Steel has been ordered to pay £850,000 to the Financial Services Compensation Scheme (FSCS) to cover compensation costs.
Steel's firm, EMF, advised more than 480 clients on DB pension transfers, including people in the British Steel Pension Scheme between 2015 and 2018.
More than £140m of pension assets were transferred as a result. When the FCA investigated a sample of client files in 2019, it found several instances of unsuitable advice. It said 86% of this advice failed to meet the required standards.
The regulator also said Steel "showed a lack of honesty and integrity in selling his client book for less than its value, to himself".
"This meant that customers who had lost out from the poor advice could not pursue EMF for redress," the FCA said.
As a result, the watchdog and obtained a freezing injunction, and brought proceedings in the High Court seeking redress for customer losses. It agreed to settle those proceedings on the basis of Steel's agreement not to contest the FCA's penalties.

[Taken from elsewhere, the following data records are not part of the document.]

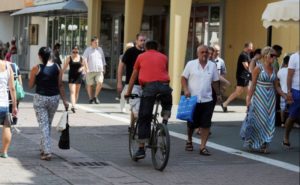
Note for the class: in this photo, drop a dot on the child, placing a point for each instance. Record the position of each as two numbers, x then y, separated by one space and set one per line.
282 77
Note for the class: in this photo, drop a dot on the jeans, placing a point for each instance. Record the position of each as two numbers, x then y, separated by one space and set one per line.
150 90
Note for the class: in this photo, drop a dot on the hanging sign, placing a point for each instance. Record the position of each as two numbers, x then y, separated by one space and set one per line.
41 2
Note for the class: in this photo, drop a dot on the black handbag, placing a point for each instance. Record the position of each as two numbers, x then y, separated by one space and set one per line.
246 75
64 140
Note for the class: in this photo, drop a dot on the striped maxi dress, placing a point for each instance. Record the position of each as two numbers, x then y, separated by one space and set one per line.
261 115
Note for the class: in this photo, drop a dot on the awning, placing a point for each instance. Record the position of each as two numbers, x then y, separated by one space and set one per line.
282 13
71 6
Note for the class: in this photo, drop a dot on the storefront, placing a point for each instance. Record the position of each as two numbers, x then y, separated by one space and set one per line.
205 27
46 22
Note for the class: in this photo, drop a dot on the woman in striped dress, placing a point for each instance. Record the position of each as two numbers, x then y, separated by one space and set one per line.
261 102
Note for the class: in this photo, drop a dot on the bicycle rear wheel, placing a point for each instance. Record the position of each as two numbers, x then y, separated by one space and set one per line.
133 140
160 149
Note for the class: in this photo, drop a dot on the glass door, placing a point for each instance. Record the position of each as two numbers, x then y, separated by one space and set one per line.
204 28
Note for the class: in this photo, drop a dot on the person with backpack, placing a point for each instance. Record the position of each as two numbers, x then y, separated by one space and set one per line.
77 68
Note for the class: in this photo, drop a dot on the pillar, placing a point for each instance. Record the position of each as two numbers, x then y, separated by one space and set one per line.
133 19
179 24
94 19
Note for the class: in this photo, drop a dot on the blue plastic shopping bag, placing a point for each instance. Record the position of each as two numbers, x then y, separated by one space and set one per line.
186 108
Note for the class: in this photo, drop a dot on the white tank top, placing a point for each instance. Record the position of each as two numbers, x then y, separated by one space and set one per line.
4 77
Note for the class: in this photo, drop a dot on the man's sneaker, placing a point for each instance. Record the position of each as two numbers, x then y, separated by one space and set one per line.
140 154
91 101
96 100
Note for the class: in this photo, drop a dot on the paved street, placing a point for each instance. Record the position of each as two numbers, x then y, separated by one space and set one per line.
99 153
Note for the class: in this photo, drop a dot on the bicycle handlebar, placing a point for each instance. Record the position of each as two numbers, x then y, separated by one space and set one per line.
132 96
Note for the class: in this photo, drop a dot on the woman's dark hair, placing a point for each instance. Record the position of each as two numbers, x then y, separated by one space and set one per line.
75 46
94 38
45 54
57 46
286 60
151 44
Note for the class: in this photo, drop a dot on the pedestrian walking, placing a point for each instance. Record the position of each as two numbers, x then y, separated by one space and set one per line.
293 96
278 51
6 82
261 102
224 83
77 68
241 72
197 79
47 78
56 54
96 69
282 78
128 61
17 77
12 51
120 79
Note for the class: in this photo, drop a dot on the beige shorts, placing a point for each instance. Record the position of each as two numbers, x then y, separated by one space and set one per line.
93 78
134 103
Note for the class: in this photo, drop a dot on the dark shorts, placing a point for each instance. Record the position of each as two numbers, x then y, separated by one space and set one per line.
202 115
5 116
75 79
294 109
242 82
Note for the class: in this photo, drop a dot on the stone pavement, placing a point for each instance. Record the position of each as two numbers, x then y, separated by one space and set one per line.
99 153
67 167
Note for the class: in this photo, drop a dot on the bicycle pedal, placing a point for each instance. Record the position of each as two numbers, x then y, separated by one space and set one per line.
148 146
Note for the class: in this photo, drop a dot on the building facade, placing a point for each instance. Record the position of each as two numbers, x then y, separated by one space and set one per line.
179 26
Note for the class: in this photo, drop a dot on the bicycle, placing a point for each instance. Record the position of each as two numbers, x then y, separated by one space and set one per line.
159 142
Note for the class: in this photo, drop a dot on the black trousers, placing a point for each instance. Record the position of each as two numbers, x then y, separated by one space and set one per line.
150 91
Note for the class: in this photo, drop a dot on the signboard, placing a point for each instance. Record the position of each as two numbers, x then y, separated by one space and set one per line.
41 2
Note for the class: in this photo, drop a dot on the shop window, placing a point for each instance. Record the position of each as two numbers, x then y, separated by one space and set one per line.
204 28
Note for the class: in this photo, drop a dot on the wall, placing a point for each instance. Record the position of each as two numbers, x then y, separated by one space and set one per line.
6 27
8 5
42 22
242 23
288 38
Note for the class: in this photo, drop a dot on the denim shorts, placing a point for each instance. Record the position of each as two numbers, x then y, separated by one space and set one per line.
5 116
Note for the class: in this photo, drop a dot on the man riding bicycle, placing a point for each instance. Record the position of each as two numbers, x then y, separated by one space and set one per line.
151 68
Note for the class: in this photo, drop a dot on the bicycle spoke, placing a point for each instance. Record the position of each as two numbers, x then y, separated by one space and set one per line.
161 147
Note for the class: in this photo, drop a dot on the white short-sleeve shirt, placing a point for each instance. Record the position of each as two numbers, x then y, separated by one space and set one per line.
282 76
95 59
294 63
200 79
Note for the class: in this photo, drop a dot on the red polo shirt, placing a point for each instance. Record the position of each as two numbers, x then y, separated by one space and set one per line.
152 66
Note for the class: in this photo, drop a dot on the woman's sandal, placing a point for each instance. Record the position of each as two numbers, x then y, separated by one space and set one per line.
264 149
205 152
189 146
286 145
46 157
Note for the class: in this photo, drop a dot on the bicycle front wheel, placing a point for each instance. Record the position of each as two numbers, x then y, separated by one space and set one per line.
160 149
133 140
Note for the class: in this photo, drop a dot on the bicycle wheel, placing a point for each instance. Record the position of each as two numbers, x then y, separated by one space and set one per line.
133 142
160 149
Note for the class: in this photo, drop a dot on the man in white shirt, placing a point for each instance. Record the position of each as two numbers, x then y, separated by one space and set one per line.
293 96
197 79
96 68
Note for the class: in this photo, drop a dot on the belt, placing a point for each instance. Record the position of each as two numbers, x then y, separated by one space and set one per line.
161 82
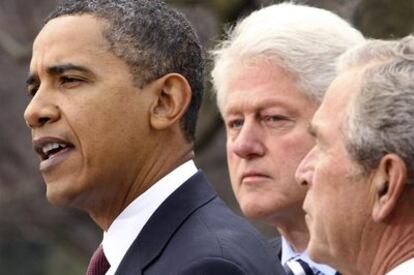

FCA joint executive director of enforcement and market oversight Therese Chambers said: "Steel failed to provide suitable pension transfer advice. But he also failed to act with honesty and integrity when he improperly sold the firm's assets for less than their value - to himself - so that he could enjoy the profits of the business without the burden of the risks that he had created.
"We are determined that those who fail in their duties to their customers take responsibility for paying towards redress and do not expect the FSCS, and the vast majority of firms who do the right thing, to pick up the tab for their failings."